Multi-tenant isolation
Every database query includes organisation_id as a mandatory filter. There is no way for one tenant’s agent to access another tenant’s data, workflows, or job results.
Guardrails
Four guardrail types defined in data/guardrail/guardrails.json:
| Type | When it runs | What it does |
|---|---|---|
| content_safety | Pre-LLM (before the model sees input) | Detects toxicity, violence, hate speech, self-harm. Blocks or flags. |
| pii_detection | Post-LLM (after model response) | Detects and masks email, phone, SSN, credit card, physical address in agent responses. |
| response_validation | Post-LLM | Validates JSON format, required fields, content length. Ensures agent output meets schema expectations. |
| audit_logging | Post-LLM | Writes compliance and monitoring audit trail. Every LLM call, tool execution, and decision is logged. |
Rate limiting
Redis-based sliding window with automatic fallback:
| Window | Default limit |
|---|---|
| Per minute | 60 requests |
| Per hour | 1,000 requests |
| Per day | 10,000 requests |
Circuit breaker: After 5 consecutive failures to a provider, the circuit opens for 60 seconds (fail-fast instead of queuing timeouts).

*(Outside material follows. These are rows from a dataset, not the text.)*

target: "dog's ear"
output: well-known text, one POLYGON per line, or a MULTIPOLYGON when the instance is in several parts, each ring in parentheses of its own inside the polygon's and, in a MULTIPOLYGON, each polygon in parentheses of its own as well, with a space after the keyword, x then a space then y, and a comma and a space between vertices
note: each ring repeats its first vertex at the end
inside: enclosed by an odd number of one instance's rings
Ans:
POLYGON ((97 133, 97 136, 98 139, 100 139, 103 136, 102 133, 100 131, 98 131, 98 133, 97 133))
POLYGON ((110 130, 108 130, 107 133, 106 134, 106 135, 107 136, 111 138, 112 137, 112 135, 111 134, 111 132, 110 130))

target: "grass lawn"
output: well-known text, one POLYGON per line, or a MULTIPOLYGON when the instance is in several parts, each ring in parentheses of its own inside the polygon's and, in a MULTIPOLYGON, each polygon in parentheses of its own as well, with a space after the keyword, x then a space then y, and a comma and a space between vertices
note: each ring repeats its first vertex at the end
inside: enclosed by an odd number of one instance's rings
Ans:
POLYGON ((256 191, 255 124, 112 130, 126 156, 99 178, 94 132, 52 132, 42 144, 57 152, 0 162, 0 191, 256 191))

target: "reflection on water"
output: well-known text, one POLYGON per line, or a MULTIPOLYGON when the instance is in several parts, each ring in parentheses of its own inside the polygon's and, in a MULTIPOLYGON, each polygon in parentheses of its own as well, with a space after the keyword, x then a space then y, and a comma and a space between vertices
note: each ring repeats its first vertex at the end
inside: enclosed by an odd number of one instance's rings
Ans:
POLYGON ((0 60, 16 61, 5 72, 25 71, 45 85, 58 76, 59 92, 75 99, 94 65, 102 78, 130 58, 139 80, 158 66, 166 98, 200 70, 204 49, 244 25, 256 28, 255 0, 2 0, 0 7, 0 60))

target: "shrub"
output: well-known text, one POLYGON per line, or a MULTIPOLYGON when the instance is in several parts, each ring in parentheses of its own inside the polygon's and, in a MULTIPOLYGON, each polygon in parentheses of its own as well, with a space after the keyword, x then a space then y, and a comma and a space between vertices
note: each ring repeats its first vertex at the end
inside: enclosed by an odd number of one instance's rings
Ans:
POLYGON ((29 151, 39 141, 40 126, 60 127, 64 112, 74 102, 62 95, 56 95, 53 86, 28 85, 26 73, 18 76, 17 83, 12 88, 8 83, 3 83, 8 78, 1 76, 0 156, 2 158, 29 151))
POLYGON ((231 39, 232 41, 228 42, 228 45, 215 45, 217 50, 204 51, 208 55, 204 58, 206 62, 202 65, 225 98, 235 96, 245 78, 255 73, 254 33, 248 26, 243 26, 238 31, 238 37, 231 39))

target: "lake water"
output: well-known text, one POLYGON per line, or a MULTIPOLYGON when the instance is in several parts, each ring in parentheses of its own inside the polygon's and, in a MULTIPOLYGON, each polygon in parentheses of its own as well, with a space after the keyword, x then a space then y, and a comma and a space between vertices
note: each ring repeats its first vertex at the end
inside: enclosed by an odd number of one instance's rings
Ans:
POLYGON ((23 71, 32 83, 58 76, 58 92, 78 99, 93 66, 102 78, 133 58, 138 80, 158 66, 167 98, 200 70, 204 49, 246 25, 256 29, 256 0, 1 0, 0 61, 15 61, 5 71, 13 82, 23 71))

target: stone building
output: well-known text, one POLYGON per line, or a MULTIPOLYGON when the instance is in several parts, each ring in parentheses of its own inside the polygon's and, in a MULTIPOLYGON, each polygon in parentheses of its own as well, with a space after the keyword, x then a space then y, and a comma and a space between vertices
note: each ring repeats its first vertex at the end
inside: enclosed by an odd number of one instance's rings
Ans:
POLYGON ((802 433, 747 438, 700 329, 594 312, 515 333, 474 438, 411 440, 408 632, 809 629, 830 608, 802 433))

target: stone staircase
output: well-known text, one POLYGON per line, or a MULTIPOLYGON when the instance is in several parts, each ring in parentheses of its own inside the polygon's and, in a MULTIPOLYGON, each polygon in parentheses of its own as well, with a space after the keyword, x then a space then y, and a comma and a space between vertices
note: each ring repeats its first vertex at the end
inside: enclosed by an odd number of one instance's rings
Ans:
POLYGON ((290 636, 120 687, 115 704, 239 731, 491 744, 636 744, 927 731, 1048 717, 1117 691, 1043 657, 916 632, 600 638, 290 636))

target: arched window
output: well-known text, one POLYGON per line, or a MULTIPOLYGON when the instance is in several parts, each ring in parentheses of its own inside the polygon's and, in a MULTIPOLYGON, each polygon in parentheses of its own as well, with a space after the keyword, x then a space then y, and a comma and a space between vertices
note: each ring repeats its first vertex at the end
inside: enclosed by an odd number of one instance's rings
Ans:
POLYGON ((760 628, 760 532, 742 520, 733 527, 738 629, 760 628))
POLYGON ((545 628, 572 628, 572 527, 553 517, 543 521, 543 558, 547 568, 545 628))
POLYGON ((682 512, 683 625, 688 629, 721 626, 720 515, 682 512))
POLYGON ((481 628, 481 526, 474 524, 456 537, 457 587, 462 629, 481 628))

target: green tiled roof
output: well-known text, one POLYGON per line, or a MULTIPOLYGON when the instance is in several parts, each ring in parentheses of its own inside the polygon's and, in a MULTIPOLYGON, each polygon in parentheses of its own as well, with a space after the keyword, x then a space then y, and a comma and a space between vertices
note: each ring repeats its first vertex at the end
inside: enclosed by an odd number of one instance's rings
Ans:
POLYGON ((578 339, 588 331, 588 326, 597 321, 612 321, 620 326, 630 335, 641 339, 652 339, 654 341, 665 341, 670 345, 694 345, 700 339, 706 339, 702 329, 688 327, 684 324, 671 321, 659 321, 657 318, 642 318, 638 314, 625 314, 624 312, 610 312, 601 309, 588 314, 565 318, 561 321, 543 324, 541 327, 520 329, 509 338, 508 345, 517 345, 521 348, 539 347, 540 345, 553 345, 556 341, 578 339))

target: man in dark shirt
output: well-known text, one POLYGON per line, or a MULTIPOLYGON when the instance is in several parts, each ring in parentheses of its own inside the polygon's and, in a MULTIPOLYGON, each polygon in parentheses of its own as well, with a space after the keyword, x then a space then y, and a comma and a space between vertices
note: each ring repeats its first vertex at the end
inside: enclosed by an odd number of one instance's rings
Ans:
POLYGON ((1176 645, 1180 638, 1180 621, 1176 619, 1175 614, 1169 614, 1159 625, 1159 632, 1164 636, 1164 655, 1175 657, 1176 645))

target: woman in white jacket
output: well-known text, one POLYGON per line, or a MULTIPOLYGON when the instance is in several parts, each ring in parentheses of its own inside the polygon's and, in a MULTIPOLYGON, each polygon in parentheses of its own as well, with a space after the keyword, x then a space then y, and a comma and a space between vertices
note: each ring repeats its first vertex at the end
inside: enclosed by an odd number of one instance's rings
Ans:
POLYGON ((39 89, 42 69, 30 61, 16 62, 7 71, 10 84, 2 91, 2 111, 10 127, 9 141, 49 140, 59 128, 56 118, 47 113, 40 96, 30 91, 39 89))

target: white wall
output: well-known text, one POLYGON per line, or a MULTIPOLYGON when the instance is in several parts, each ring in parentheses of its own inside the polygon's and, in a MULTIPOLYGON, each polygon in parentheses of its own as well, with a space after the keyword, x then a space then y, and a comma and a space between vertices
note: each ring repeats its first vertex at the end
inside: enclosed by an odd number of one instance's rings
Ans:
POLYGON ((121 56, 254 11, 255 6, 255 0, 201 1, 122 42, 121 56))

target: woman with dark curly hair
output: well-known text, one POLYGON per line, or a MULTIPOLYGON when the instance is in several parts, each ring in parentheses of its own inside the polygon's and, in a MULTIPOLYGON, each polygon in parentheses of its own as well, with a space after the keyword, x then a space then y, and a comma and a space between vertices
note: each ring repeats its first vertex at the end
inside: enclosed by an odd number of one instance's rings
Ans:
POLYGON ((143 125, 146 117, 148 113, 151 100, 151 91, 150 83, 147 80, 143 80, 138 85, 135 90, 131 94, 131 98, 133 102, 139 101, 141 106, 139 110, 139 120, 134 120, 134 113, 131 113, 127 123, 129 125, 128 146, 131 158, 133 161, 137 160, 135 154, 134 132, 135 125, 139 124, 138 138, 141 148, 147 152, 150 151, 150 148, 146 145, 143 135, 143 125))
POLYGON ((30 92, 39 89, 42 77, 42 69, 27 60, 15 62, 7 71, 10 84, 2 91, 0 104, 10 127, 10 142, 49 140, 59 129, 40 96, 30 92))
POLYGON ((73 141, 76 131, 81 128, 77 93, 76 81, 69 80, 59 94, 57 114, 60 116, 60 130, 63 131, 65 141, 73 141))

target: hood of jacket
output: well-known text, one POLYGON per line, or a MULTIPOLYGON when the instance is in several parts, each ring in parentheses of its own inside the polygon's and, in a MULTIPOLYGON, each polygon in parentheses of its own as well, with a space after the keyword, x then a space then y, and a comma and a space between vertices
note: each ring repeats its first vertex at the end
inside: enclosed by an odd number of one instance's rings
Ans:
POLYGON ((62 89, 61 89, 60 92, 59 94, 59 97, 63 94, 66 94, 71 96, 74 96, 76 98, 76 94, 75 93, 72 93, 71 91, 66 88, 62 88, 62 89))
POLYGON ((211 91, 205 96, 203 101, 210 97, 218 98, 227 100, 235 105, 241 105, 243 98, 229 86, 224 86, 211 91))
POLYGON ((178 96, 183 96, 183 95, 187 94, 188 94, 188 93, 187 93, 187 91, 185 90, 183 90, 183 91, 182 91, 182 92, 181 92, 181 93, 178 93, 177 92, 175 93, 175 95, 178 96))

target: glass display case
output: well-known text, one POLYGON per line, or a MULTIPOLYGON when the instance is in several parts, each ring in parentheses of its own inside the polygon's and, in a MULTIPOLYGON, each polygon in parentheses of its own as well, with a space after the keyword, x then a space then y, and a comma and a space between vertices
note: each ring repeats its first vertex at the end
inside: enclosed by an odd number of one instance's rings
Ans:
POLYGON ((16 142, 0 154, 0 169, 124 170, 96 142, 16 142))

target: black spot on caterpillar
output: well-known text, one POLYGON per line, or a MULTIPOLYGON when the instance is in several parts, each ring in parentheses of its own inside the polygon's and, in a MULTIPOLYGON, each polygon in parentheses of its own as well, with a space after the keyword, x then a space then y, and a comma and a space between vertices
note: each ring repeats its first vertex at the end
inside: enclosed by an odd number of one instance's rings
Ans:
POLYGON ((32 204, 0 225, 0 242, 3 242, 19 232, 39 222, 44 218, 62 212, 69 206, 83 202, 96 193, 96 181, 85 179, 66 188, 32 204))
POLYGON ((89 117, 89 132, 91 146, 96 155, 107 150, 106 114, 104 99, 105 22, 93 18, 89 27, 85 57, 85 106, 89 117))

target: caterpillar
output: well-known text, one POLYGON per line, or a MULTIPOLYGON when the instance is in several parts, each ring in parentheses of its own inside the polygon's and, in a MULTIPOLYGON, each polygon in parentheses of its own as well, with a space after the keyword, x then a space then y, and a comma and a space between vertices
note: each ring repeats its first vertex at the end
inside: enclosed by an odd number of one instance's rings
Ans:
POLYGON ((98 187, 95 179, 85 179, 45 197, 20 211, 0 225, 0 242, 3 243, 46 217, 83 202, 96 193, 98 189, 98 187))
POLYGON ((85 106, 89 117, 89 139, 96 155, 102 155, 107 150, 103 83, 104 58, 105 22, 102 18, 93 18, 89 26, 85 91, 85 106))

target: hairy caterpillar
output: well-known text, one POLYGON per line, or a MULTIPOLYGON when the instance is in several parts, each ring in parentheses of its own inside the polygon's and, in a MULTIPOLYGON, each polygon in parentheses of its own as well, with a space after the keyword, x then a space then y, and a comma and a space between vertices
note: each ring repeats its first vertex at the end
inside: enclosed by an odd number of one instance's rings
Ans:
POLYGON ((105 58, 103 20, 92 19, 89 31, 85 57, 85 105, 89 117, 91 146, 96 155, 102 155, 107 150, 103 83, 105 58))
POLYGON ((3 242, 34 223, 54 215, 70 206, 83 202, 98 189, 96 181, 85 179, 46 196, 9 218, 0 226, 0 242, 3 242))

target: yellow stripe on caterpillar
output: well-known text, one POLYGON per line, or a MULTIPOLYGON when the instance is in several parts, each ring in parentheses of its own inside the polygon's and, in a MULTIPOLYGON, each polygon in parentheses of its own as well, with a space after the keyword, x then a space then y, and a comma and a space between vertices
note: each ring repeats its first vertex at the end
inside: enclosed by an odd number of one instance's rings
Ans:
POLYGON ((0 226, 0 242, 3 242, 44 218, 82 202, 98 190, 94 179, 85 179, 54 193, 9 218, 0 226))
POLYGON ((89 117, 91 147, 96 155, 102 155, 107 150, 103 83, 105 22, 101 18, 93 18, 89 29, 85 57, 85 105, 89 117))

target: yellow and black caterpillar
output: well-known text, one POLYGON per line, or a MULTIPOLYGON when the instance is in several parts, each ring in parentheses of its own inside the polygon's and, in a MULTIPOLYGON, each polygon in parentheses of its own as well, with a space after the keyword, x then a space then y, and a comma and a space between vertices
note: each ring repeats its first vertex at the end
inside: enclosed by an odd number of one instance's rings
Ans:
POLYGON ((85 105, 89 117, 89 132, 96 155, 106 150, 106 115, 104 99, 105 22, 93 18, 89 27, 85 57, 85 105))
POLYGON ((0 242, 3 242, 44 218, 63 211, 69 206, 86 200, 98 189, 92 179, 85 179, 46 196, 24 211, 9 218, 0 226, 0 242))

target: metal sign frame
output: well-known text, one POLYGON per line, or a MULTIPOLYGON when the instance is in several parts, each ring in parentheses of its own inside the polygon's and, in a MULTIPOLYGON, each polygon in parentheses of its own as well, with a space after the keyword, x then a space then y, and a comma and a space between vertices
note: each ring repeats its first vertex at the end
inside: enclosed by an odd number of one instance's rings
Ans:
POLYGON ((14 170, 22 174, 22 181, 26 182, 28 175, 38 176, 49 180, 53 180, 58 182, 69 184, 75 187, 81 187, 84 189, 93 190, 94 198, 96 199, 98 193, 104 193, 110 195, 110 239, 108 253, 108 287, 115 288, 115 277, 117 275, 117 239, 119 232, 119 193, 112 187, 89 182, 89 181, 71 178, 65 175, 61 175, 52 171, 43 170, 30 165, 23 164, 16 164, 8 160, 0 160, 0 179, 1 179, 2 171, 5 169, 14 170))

Fail-open design: If Redis is unavailable, rate limiting falls back to an in-memory counter. The API continues to work in degraded mode rather than refusing all requests.
Rate limiting configuration is documented in agents-helper/rate_limiting.md.
Data residency
Data residency is controlled by the deployment mode:
| Deployment | Data at rest | Data in transit (LLM calls) |
|---|---|---|
| Cloud | AWS (Shipsy’s infrastructure) | Transits to Azure OpenAI / GCP / Anthropic |
| Hybrid | Customer’s infrastructure | Transits to cloud LLM provider |
| On-prem | Customer’s infrastructure | Stays on-prem (Llama/Mistral) |
For customers with strict data-residency requirements, the hybrid or on-prem modes ensure stored data never leaves their infrastructure. See Deployment modes for the decision framework.
Observability & audit trail
Three layers of logging ensure full auditability:
| Layer | What it captures | Retention |
|---|---|---|
| New Relic | Application health, error rates, latency | Per New Relic plan |
| Elasticsearch | Every API request, job execution, tool call | 1-2 months |
| Langfuse | Every LLM call: prompt, response, tokens, cost, latency | Per Langfuse plan |
Every agent action — from receiving a trigger to making an LLM call to executing a tool — is logged with timestamps, organization context, and cost data.
Webhook HMAC validation
External webhooks (ElevenLabs, Twilio, Meta) are validated using HMAC signatures:
- Each provider has its own webhook secret (e.g.,
ELEVENLABS_WEBHOOK_SECRET) - The platform computes the HMAC of the request body and compares it to the signature header
- Invalid signatures are rejected with 401
What CS needs for security reviews
When a customer’s security team asks questions, here’s where to find answers:
| Question | Answer |
|---|---|
| ”Is data encrypted at rest?” | Yes — PostgreSQL encryption at rest (AWS-managed or customer-managed keys) |
| “Is data encrypted in transit?” | Yes — TLS everywhere |
| ”How do you isolate tenants?” | organisation_id filter on every DB query, API-level auth |
| ”Do you mask PII?” | Yes — post-LLM PII detection guardrail masks email, phone, SSN, credit card |
| ”Where do LLM calls go?” | Depends on deployment mode — cloud (Azure/GCP), hybrid (cloud LLM only), on-prem (local models) |
| “Do you have SOC 2?” | Check with the security team for current certification status |
| ”What about GDPR?” | Data residency options support GDPR compliance; DPAs available |
| ”Can we audit agent decisions?” | Yes — full audit trail in Elasticsearch + Langfuse |
Sources
- agent-platform repo:
data/guardrail/guardrails.json - agent-platform repo:
app/auth/ - agent-platform repo:
app/middleware/ - agent-platform repo:
agents-helper/rate_limiting.md - See Deployment modes for data residency options
- See Observability for monitoring and logging details
Changelog
- 26 May 2026: Full content from GitHub repo exploration. Guardrails, auth model, rate limiting, tenant isolation.